You just bought a brand new inline security appliance—a next-gen firewall, intrusion prevention system (IPS), data leakage prevention (DLP) system or web application firewall—and you’re ready to deploy it in your network. But then it sits in a box for months because you look at the network design and can’t decide where the new appliance will fit in.
The whole point of an inline security appliance is to actively analyze every bit, byte and packet® you send to it—let’s go over the keys to connecting your new inline security appliance for optimal network access.
One Big Mistake to Avoid: Connecting The Appliance to the Live Network
If you want your security appliance to actively analyze network traffic, your first thought might be to place it right between the two network elements you want to monitor traffic for (for example, a router and switch). Resist this thought. The design would look like this:
Under ideal conditions, this design might seem effective—but it will cause major issues in your network, including:
- Introducing a point of failure in the event of a power outage or if a link goes down
- Traffic manipulation that causes frame misalignment
- Performance delays throughout the network
- Dropped packets that make the security appliance ineffective
A Common Misconception: Connecting with a SPAN/Mirror Port
We often discuss why SPAN ports are no longer an effective means of ensuring network visibility, but many customers still use them extensively. SPAN ports may have been effective enough when we were only analyzing 10Mbps links, but now they introduce a number of issues, including:
- Oversubscribed ports
- Dropped packets
- Limited scalability as network speeds increase
- Negative effect on packet timing
- SPAN ports become a point of failure when links go down
These are only a few of the problems that SPAN ports introduce when they are used as network TAP replacements. That’s why network TAPs are the best practice for in-band security appliance connectivity.
Network TAPs – A Best Practice by Industry Leaders
What do Palo Alto Networks and Cisco all have in common? They partner with Garland Technology as their network TAP vendor.
When you need to ensure 100% uptime and visibility for inline security appliances, a bypass network TAP is the only option.
With a bypass TAP you can configure and validate your inline security appliance off line. Once fully validated, you can be deploy them inline for active analysis. Another key feature is the ability to take the security appliance back off-line without interrupting network traffic for updates, maintenance or troubleshooting.
Network bypass TAPs have a variety of features—the key is to find the solution that meets your needs today and is scalable for tomorrow.
Key Considerations when Choosing a Bypass Network TAP
Bypass TAPs are not a one-size-fits-all solution. When purchasing a bypass TAP for your network, consider the following:
- Cable and media conversion: Copper or fiber network and monitoring ports? Do you need to convert TX to LX? Or LR to ER?

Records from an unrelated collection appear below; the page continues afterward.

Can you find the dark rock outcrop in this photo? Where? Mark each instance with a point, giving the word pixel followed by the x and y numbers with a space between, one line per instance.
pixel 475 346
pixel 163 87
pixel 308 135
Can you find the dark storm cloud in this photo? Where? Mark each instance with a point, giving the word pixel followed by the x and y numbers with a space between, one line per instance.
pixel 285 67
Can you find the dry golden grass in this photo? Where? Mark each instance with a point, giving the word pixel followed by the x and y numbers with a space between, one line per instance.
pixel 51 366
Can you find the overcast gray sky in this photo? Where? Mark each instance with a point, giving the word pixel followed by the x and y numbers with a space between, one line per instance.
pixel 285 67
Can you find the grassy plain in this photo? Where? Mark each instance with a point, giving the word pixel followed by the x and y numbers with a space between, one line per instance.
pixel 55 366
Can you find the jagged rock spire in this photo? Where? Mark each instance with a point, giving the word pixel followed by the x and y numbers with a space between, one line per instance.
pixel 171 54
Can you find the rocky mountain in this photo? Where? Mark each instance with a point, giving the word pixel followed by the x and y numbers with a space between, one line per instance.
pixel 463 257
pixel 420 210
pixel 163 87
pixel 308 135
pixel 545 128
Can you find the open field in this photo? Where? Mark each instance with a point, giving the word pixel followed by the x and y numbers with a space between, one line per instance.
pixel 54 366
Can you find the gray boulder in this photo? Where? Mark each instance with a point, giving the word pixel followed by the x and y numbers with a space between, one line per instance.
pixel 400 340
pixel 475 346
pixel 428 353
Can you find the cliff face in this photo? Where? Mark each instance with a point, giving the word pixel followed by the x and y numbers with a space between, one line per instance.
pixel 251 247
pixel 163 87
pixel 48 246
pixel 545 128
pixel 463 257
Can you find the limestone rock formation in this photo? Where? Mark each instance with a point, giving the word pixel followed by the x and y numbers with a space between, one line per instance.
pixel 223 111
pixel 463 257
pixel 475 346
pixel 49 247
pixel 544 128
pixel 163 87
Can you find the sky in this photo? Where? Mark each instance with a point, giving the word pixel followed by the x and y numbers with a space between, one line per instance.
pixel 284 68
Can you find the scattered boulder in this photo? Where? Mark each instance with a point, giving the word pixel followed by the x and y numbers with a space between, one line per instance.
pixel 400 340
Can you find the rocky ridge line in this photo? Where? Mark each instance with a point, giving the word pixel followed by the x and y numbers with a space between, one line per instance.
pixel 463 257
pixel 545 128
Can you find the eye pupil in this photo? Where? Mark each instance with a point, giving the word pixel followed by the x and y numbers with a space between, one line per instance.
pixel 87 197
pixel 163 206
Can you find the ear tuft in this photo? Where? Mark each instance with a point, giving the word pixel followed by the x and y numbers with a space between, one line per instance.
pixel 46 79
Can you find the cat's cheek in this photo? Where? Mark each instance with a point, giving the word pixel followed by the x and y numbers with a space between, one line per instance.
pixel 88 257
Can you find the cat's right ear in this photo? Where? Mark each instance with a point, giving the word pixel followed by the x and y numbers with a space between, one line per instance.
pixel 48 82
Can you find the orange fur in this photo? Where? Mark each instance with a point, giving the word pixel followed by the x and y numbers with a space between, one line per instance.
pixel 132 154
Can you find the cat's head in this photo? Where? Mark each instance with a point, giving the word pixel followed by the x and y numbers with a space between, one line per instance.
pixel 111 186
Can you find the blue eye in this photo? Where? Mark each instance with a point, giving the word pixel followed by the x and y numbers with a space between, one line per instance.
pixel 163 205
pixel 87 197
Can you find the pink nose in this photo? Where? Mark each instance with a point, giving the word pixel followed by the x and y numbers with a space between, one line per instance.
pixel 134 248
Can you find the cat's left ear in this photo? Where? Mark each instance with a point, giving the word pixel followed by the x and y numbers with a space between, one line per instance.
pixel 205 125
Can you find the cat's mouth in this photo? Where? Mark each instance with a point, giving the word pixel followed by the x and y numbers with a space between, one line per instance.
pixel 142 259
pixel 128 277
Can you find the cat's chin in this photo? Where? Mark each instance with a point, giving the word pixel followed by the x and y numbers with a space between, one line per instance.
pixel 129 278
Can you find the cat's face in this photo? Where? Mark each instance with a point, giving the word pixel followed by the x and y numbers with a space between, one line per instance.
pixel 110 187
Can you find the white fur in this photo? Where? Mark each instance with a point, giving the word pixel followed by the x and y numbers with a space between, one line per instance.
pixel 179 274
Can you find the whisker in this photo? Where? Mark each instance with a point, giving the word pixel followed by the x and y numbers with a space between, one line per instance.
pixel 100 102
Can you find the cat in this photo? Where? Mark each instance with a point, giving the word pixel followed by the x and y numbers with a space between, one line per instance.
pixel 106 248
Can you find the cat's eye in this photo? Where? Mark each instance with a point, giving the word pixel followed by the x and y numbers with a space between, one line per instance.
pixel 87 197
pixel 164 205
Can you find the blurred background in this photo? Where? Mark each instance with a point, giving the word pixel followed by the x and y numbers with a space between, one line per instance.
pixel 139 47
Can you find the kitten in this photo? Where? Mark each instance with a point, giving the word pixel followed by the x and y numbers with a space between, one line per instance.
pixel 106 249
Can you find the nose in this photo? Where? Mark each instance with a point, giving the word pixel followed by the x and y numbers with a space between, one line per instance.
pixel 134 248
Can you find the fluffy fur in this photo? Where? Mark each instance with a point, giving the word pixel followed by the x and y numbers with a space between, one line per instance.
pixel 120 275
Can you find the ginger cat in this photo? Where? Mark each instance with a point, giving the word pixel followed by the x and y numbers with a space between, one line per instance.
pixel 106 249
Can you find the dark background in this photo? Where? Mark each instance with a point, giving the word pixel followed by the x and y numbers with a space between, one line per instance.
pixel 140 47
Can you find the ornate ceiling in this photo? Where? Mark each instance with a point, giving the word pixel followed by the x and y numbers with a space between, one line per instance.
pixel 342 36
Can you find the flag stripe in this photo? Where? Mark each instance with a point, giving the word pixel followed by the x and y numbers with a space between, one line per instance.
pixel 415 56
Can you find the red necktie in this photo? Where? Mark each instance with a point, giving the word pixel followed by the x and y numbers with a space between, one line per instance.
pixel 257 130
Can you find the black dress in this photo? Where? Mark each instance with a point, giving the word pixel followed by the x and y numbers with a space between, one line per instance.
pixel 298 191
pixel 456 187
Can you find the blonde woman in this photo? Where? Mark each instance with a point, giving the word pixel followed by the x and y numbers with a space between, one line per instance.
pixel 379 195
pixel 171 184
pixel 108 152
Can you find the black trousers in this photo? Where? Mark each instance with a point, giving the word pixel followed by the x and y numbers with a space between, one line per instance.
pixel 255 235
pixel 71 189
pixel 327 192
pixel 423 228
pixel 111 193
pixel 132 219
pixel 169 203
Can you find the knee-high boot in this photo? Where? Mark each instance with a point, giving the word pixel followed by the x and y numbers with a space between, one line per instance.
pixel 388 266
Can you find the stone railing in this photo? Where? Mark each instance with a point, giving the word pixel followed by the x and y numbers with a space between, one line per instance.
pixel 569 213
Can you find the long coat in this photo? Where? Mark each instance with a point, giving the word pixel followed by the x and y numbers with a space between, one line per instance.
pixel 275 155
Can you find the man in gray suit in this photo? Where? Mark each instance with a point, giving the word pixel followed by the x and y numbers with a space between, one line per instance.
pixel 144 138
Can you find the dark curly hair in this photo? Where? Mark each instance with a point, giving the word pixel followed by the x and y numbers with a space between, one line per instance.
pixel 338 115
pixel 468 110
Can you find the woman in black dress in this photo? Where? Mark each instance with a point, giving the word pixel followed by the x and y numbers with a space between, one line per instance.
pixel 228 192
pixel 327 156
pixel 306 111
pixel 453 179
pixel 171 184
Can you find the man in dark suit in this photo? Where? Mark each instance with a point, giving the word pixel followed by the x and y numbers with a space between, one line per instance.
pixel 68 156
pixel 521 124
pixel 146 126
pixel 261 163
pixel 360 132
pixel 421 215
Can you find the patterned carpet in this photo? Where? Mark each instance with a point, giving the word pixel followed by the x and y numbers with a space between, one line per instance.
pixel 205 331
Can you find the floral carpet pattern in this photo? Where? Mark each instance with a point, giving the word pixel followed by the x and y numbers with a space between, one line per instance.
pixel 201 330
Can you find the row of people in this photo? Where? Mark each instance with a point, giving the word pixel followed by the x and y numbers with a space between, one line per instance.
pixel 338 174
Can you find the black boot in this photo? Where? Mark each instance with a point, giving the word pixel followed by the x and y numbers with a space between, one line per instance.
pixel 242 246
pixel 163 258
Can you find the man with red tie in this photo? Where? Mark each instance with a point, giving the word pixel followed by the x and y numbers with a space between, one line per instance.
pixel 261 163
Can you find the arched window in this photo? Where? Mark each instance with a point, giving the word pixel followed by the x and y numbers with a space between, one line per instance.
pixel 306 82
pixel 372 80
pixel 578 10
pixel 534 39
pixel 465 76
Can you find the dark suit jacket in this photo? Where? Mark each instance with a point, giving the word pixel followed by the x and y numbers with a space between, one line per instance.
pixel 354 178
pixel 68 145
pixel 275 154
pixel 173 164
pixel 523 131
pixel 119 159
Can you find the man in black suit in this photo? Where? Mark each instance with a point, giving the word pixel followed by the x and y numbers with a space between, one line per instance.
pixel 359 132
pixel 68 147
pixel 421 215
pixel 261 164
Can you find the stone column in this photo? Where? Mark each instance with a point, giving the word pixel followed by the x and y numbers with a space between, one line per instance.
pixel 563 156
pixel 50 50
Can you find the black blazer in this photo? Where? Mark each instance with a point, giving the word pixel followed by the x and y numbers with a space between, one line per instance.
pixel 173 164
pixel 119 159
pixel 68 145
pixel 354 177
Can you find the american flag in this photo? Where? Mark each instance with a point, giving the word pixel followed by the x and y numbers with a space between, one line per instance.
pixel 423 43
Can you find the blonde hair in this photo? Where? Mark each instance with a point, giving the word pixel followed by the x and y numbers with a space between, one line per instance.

- Scalability: How many security appliances do you need to TAP today…and tomorrow?
- Network Speed: 1G/10G/40G/100G
Deploying a Bypass Network TAP
Bypass network TAPs are placed between the inline appliance and the router/switch links that they are taking traffic from. The router and the switch are plugged into Network Ports A and B and the inline appliance is plugged into Monitor Ports C and D, giving total visibility without introducing a point of failure. See the following graphic for an example:
Quick Connection Requires Pre-Planning
Network TAPs aren’t one-size-fits-all solutions. If you want to ensure optimal network access for your new inline security appliance, you must understand your network specifications and purchase the appropriate bypass TAP.